Each of their journeys was different, as distinct and particular as the artwork on display this year. But themes still emerge, representing perhaps what has become most important to this group: born and found family, identity and a sense of self, a striving for solace in the midst of uncertainty, our place in and impact on the environment, isolation in togetherness (and togetherness in isolation). Some of the work speaks to a longing for connection. Some is concerned simply with what it means to be, as a person and a maker in this very specific space, in this very specific time.
BE/LONGING is all this made manifest, generously shared with the Wellesley College community and beyond, and in many ways I think this year’s show is ultimately a celebration of belonging. Whatever paths people took to get here, everyone now exhibiting work was able to come together in classrooms and studios, to make and think and talk about art with professors, visiting artists, and, most crucially, with each other. This shared work is what makes a community, and it’s work that goes both ways. You do this work because you belong to the community, and you belong because you do this work.

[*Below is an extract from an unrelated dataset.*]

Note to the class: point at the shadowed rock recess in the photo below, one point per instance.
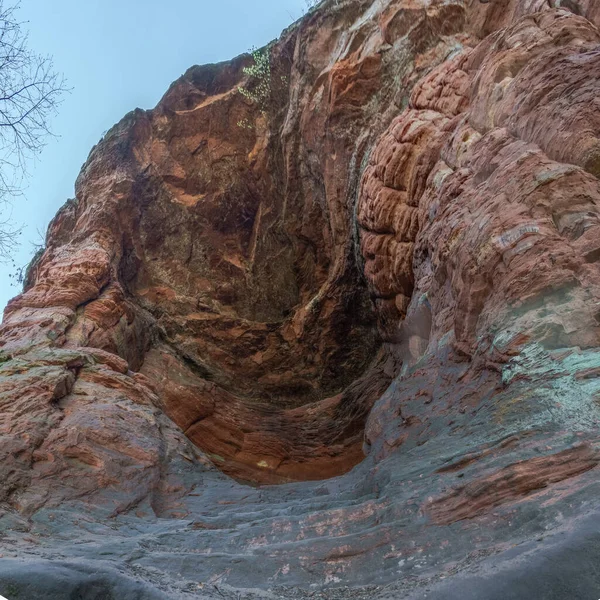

The way was not easy, and may have been full of a thousand questions: am I doing the right thing? Is there any point to this? Will this mean anything to anyone else? Do I belong here? But the answer is in the work. Look around the galleries, catalog, and website and you will see these questions answered over and over again, in painting and photography, in printmaking and sculpture, in video and installation and new media. You do the work because you belong, and you belong because you do the work.
Congratulations to the Class of 2022.